Celebrating International Women's Day, 2024 - Spotlight on Caroline Copeland
To celebrate International Women’s Day on Friday 8 March, Simkins will be taking a moment each day this week to honour some of our leading female partners.
Today, we look to Caroline Copeland, a partner in our Corporate and Commercial team who is steeped in the world of advertising and marketing law.
Caroline did not have any family connection to law and it was only in her second year at university, studying History, that she began thinking about career options. “I thought I might be well suited to law and it appealed to me because it offered a career rather than just a job” Caroline says, “something with a defined pathway for progression, that I could be in long-term and that would enable me to move relatively quickly onto the ladder of independent, London living. And the fact that I’m still here all these years later, hopefully shows that my youthful self wasn’t wrong!”

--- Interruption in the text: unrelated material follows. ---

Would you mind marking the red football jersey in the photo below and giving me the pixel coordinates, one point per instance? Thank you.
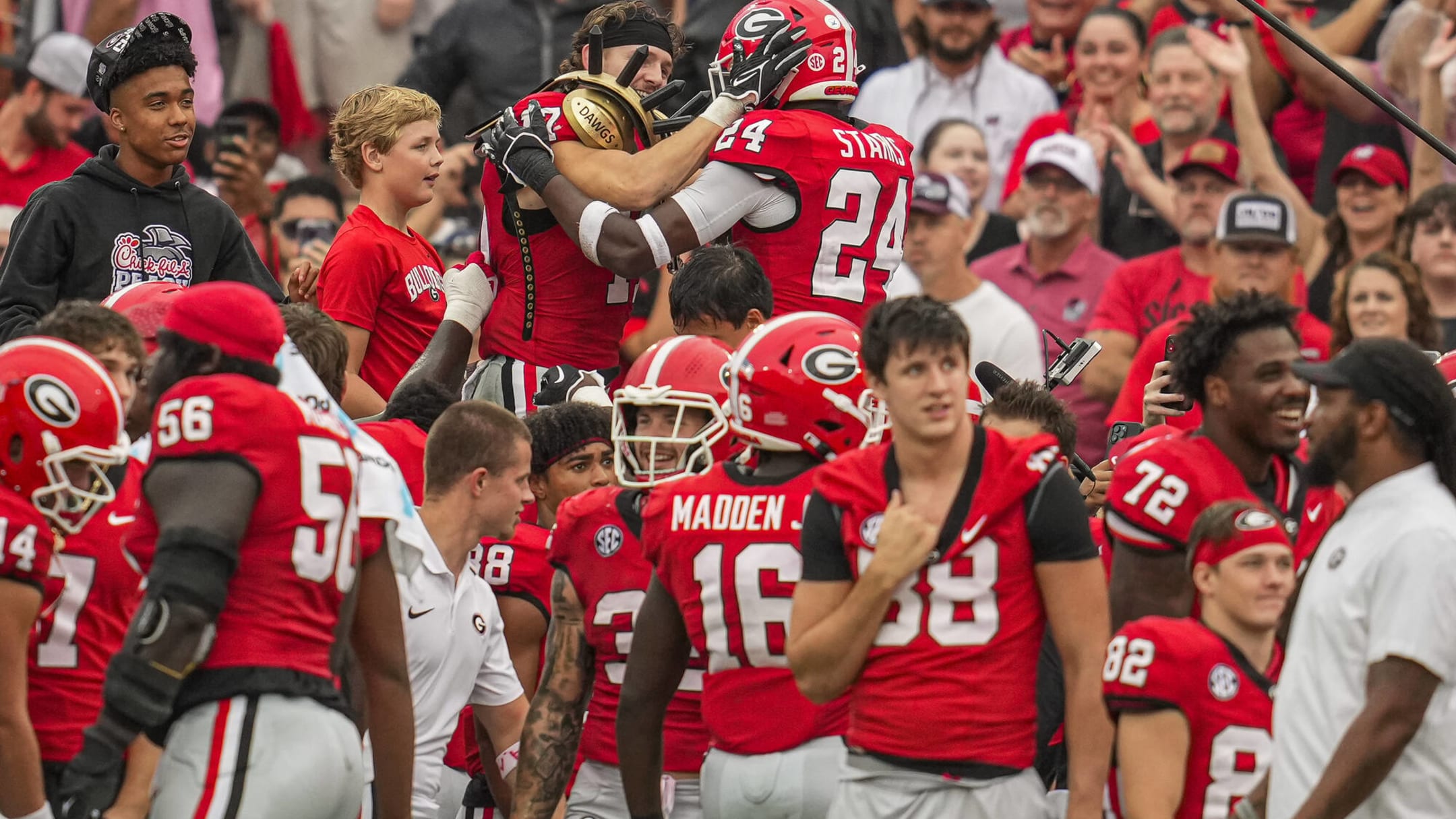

Despite the advancements in gender equality, women in law, like many other sectors, continue to face challenges when it comes to balancing a career and childcare. “Statistically, it remains the case that, on average, women spend more time providing childcare than men. The key challenge is to ensure that women feel supported through having children, taking maternity leave and managing childcare and home life responsibilities whilst working a job that is often intense and can require lots of long and unpredictable hours”. Caroline believes that an important part of this is ensuring that women have support in flexible working patterns and representation in leadership positions. “The availability of role models for aspiring female lawyers is crucial.”
International Women’s Day has been observed since the early 1900's - a time of great expansion and turbulence in the industrialised world that saw booming population growth and the rise of radical ideologies. Many strides have been made for women’s rights in the last 100 years, but Caroline maintains that we need to continue to mark the occasion. “It serves both to celebrate the progress made, but also as a reminder that, in many parts of the world, women are deprived of freedom, opportunity and basic human rights, and much more needs to be done. It’s important to continue to put the spotlight on the issues and behaviours that perpetuate gender inequality and remind ourselves of what we can do to make a difference.”
It is also important for Caroline that we inspire the next generation of women to forge successful careers and take up jobs at the highest level. “Gender should never determine your boundaries; I’d say the same thing to any aspiring lawyer – just go for it.”
One of Caroline’s great role models was her great grandmother, Ida Copeland. She had an extraordinary life – from her father's death in a shooting accident, to moving from Italy to Britain at the end of the 19th century, nursing with the British Red Cross Society in World War I, and becoming one of the first female members of Parliament, sitting as an MP for Stoke in the 1930’s. “I don’t think she let much, if anything, hold her back!”, says Caroline.
Caroline has clearly inherited some of Ida’s strength of character. That attitude has no doubt helped her succeed in law, but it also makes her an inspiration to the next generation of women. With that, we join her in marking and celebrating this International Women's Day 2024.